Мы скопировали файлы с компьютера и полностью переустановили систему. На этом эпопея с восстановлением данных завершилась.
«Вирус не спрашивает, к кому идти»: как мы теперь защищаем данные
Мы стали искать причину уязвимости нашего сервера. Оказалось, что разработчики, которые работали с нашей 1С, занесли вирус-шифровальщик прямо на сервер. И так как у них был доступ ко всем системам, заражение коснулось всего объема данных.
Мы связались с программистами и выяснили, что они столкнулись с той же проблемой - данные на их серверах тоже были зашифрованы.
Конечно, мы хотели добиться справедливости и пытались получить компенсацию с разработчиков. Но те ответили: «Вирус же не спрашивает, к кому идти». К сожалению, ответственность подрядчика на такого рода случаи не была прописана в договоре.

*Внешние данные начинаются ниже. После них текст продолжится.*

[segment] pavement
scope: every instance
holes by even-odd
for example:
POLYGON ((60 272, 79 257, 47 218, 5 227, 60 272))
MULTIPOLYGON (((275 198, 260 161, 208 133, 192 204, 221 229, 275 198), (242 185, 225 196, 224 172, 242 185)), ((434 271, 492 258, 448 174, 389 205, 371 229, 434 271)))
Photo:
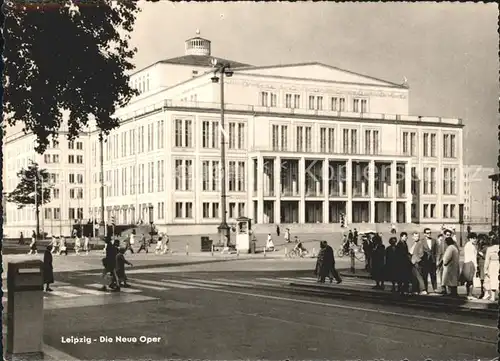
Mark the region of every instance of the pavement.
POLYGON ((132 287, 120 293, 98 290, 100 271, 90 268, 98 255, 62 256, 68 265, 91 265, 56 271, 54 292, 44 297, 46 359, 496 356, 494 309, 474 312, 471 305, 450 306, 432 296, 410 300, 373 292, 371 280, 349 277, 346 258, 337 260, 342 284, 317 285, 314 259, 252 256, 214 254, 205 262, 193 254, 131 255, 132 287), (186 264, 187 257, 198 262, 186 264), (136 266, 147 259, 152 263, 136 266), (85 342, 71 342, 71 336, 85 342))

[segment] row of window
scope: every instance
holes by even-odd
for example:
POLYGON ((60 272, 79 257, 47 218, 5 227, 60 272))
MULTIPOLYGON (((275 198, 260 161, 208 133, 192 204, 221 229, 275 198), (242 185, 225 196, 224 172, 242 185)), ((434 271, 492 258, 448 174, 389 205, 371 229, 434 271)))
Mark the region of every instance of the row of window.
MULTIPOLYGON (((353 98, 352 107, 346 108, 346 98, 342 96, 327 97, 329 99, 328 108, 325 108, 325 97, 322 95, 309 95, 307 102, 307 109, 309 110, 331 110, 331 111, 351 111, 354 113, 367 113, 368 112, 368 99, 366 98, 353 98)), ((262 91, 259 93, 259 105, 263 107, 277 107, 278 94, 269 91, 262 91)), ((284 108, 299 109, 302 108, 300 94, 285 94, 284 108)))
MULTIPOLYGON (((423 218, 435 219, 437 217, 436 204, 435 203, 424 203, 423 205, 423 218)), ((456 204, 443 204, 443 214, 444 219, 454 219, 456 218, 456 204)))
MULTIPOLYGON (((336 152, 336 129, 333 127, 320 127, 319 151, 321 153, 336 152)), ((274 151, 313 152, 312 126, 299 125, 295 127, 295 148, 288 146, 288 125, 272 126, 272 149, 274 151)), ((342 129, 342 153, 358 154, 358 129, 342 129)), ((316 142, 316 138, 315 138, 316 142)), ((364 133, 364 154, 379 154, 380 132, 367 129, 364 133)))
MULTIPOLYGON (((44 154, 43 161, 45 164, 59 163, 59 154, 44 154)), ((68 155, 69 164, 83 164, 83 155, 68 155), (75 162, 76 160, 76 162, 75 162)))
MULTIPOLYGON (((59 149, 59 141, 52 140, 49 142, 48 149, 59 149)), ((83 150, 83 142, 68 141, 68 149, 83 150)))
MULTIPOLYGON (((423 169, 423 194, 437 194, 435 167, 424 167, 423 169)), ((457 169, 443 168, 443 189, 444 195, 457 194, 457 169)))

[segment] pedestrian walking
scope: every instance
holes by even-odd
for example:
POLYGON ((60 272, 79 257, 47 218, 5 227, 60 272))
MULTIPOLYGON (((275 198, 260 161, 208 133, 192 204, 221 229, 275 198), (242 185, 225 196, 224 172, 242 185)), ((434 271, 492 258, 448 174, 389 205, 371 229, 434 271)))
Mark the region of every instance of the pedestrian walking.
POLYGON ((446 294, 446 287, 443 286, 443 256, 446 251, 446 242, 444 241, 444 235, 440 233, 436 239, 436 279, 437 283, 441 287, 441 294, 446 294))
POLYGON ((47 246, 43 253, 43 283, 45 291, 52 292, 50 285, 54 283, 54 267, 52 266, 52 246, 47 246))
POLYGON ((484 260, 484 282, 488 284, 484 300, 495 301, 498 291, 498 238, 491 239, 491 246, 486 250, 484 260))
POLYGON ((120 248, 116 255, 116 276, 118 278, 118 288, 130 287, 127 283, 127 275, 125 274, 125 265, 132 266, 132 263, 125 259, 125 248, 120 248))
POLYGON ((271 237, 271 233, 267 235, 267 241, 266 241, 266 251, 271 251, 273 252, 275 250, 274 248, 274 242, 273 242, 273 237, 271 237))
POLYGON ((410 292, 409 284, 411 280, 412 264, 410 252, 408 250, 408 233, 401 232, 399 240, 396 243, 397 250, 397 269, 399 274, 398 292, 405 294, 410 292))
POLYGON ((38 254, 37 246, 36 246, 36 235, 35 231, 33 231, 33 236, 31 237, 30 250, 28 254, 38 254))
POLYGON ((141 239, 141 246, 139 247, 139 250, 137 251, 137 253, 141 253, 142 250, 146 251, 146 253, 149 252, 149 249, 148 249, 148 241, 146 240, 146 236, 145 235, 142 235, 142 239, 141 239))
POLYGON ((424 279, 422 278, 422 257, 424 256, 423 244, 420 241, 418 232, 413 232, 413 244, 410 248, 412 264, 412 293, 426 295, 424 279))
POLYGON ((106 236, 104 242, 106 244, 106 256, 102 259, 103 285, 101 291, 107 291, 108 286, 112 291, 120 291, 118 276, 116 274, 116 256, 118 249, 116 243, 113 244, 111 242, 111 236, 106 236), (108 277, 110 277, 110 280, 108 280, 108 277))
POLYGON ((465 284, 467 299, 474 300, 472 292, 474 289, 474 277, 477 269, 477 235, 469 233, 468 241, 464 246, 464 263, 460 272, 460 284, 465 284))
POLYGON ((83 239, 83 250, 85 251, 85 254, 88 255, 90 252, 90 239, 89 236, 85 236, 83 239))
POLYGON ((424 279, 425 292, 429 292, 429 277, 431 279, 432 290, 437 293, 437 277, 436 277, 436 259, 437 259, 437 243, 431 236, 431 229, 424 229, 425 240, 422 242, 423 255, 420 261, 422 278, 424 279))
POLYGON ((169 251, 170 251, 170 238, 168 237, 168 234, 166 234, 165 235, 165 243, 163 246, 163 254, 166 254, 169 251))
POLYGON ((135 229, 133 229, 132 232, 130 233, 128 242, 126 243, 125 252, 130 251, 130 253, 134 254, 134 247, 133 247, 134 244, 135 244, 135 229))
POLYGON ((289 228, 285 229, 285 237, 284 238, 285 238, 285 242, 286 243, 290 243, 291 242, 290 241, 290 229, 289 228))
POLYGON ((376 285, 374 289, 384 289, 384 269, 385 269, 385 246, 382 243, 382 238, 377 234, 373 237, 373 252, 372 252, 372 267, 371 276, 376 285))
POLYGON ((81 243, 80 243, 80 237, 78 237, 77 234, 75 234, 74 242, 75 242, 75 253, 77 255, 79 255, 80 254, 81 243))
POLYGON ((396 292, 396 285, 401 281, 401 272, 399 268, 398 249, 396 247, 398 239, 396 237, 389 238, 389 247, 385 250, 385 280, 391 282, 391 292, 396 292))
POLYGON ((444 241, 446 243, 446 251, 443 255, 443 286, 446 287, 447 291, 450 291, 451 296, 457 297, 460 252, 452 237, 446 237, 444 241))
POLYGON ((68 255, 68 247, 66 247, 66 239, 64 238, 64 236, 61 236, 61 238, 59 239, 59 255, 63 253, 65 256, 68 255))
POLYGON ((156 242, 155 254, 161 254, 163 250, 163 237, 158 237, 158 241, 156 242))
POLYGON ((488 236, 485 234, 480 234, 478 236, 478 244, 477 244, 477 276, 479 277, 479 281, 481 282, 481 294, 479 295, 479 298, 483 298, 485 295, 484 261, 488 246, 489 246, 488 236))

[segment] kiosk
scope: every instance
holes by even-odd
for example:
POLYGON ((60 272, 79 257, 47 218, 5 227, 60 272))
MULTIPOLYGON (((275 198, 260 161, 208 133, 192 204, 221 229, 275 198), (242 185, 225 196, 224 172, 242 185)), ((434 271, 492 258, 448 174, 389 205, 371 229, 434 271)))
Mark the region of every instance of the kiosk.
POLYGON ((239 252, 250 252, 250 230, 252 220, 247 217, 240 217, 236 220, 236 250, 239 252))

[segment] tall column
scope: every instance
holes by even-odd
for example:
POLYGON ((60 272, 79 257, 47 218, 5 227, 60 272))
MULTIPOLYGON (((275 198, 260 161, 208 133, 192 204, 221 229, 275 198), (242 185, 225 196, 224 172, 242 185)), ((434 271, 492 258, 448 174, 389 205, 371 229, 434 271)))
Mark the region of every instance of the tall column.
POLYGON ((398 199, 398 187, 397 182, 397 163, 395 160, 391 162, 391 223, 397 222, 397 199, 398 199))
POLYGON ((329 179, 329 164, 328 158, 323 160, 323 223, 329 223, 330 219, 330 207, 329 207, 329 195, 328 195, 328 179, 329 179))
POLYGON ((257 223, 264 223, 264 157, 257 157, 257 223))
MULTIPOLYGON (((411 194, 411 160, 405 163, 405 216, 406 223, 411 223, 411 204, 413 202, 413 196, 411 194)), ((417 190, 418 191, 418 190, 417 190)))
POLYGON ((368 192, 370 195, 370 222, 375 223, 375 161, 368 164, 368 192))
POLYGON ((299 223, 306 223, 306 160, 301 157, 299 160, 299 223))
POLYGON ((274 223, 281 223, 281 158, 274 159, 274 223))
POLYGON ((347 224, 352 223, 352 159, 346 161, 346 195, 347 202, 345 205, 345 220, 347 224))

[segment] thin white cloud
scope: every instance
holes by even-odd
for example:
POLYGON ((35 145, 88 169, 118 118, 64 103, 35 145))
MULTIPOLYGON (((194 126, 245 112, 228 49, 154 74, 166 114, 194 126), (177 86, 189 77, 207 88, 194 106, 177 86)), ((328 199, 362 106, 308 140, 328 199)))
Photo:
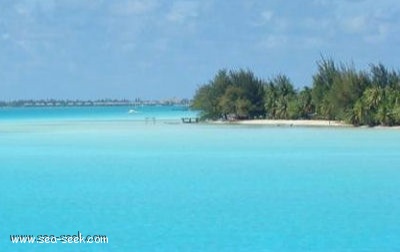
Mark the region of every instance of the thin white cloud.
POLYGON ((115 2, 111 8, 117 15, 141 15, 154 11, 158 6, 155 0, 126 0, 115 2))

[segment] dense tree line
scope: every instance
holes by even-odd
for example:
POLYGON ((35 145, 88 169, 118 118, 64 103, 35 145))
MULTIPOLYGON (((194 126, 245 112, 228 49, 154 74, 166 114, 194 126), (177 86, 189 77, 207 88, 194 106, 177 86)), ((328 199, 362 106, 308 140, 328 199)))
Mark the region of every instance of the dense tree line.
POLYGON ((250 70, 219 71, 195 93, 203 119, 325 119, 353 125, 400 125, 400 73, 382 64, 368 71, 321 59, 311 87, 286 75, 270 80, 250 70))

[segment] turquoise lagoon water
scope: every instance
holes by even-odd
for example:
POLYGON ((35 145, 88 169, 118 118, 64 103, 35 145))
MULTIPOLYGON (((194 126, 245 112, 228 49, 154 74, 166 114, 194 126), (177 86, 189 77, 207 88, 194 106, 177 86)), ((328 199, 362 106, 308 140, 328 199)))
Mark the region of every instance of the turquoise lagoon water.
POLYGON ((0 251, 400 250, 399 130, 98 109, 0 111, 0 251), (78 231, 109 243, 9 238, 78 231))

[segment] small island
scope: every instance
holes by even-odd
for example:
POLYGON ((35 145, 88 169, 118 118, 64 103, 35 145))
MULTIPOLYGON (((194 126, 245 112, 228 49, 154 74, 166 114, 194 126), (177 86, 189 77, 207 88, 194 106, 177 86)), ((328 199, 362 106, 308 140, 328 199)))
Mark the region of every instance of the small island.
POLYGON ((202 120, 246 124, 400 125, 399 71, 383 64, 358 71, 325 58, 317 66, 311 87, 298 90, 286 75, 266 81, 250 70, 220 70, 197 89, 192 108, 202 120))

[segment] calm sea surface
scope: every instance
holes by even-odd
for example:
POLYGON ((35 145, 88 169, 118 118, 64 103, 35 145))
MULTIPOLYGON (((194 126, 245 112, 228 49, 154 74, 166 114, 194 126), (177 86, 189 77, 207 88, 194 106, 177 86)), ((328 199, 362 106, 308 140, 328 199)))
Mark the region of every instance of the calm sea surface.
POLYGON ((130 109, 0 109, 0 251, 400 250, 400 130, 130 109), (10 241, 78 231, 109 243, 10 241))

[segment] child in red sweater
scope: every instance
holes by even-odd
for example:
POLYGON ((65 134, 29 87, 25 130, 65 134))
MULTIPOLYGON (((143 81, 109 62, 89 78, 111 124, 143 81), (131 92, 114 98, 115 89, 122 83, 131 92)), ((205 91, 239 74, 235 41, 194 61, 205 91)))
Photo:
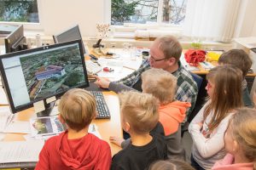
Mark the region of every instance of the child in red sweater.
POLYGON ((61 97, 58 109, 67 130, 45 142, 36 170, 109 169, 108 144, 88 133, 96 116, 94 97, 85 90, 71 89, 61 97))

Что мы поменяли после истории с шифровальщиком:
- Перенастроили сервер так, чтобы при заражении одного сегмента не страдали другие. Таким образом мы защитили бэкапы. Для перенастройки привлекли эксперта, решили обойтись без самодеятельности. Лучше заплатить профессионалу, чем потом платить хакерам
- Все наши базы и прочие данные выгружаем в облачные хранилища - раз в сутки делаем резервное копирование на Google.Диск
- С подрядчиками, которым предоставляется доступ к системам и серверу, подписываем договоры с четко зафиксированной ответственностью в случае заражений и утечек
- Регулярно меняем пароли во всех системах и личных кабинетах, проверяем, отключены ли доступы уволившихся сотрудников
- Прописали четкий алгоритм действий на случай, если с сервером и данными на нем что-то случится - теперь в течение 1−2 часов мы можем полностью восстановить работу.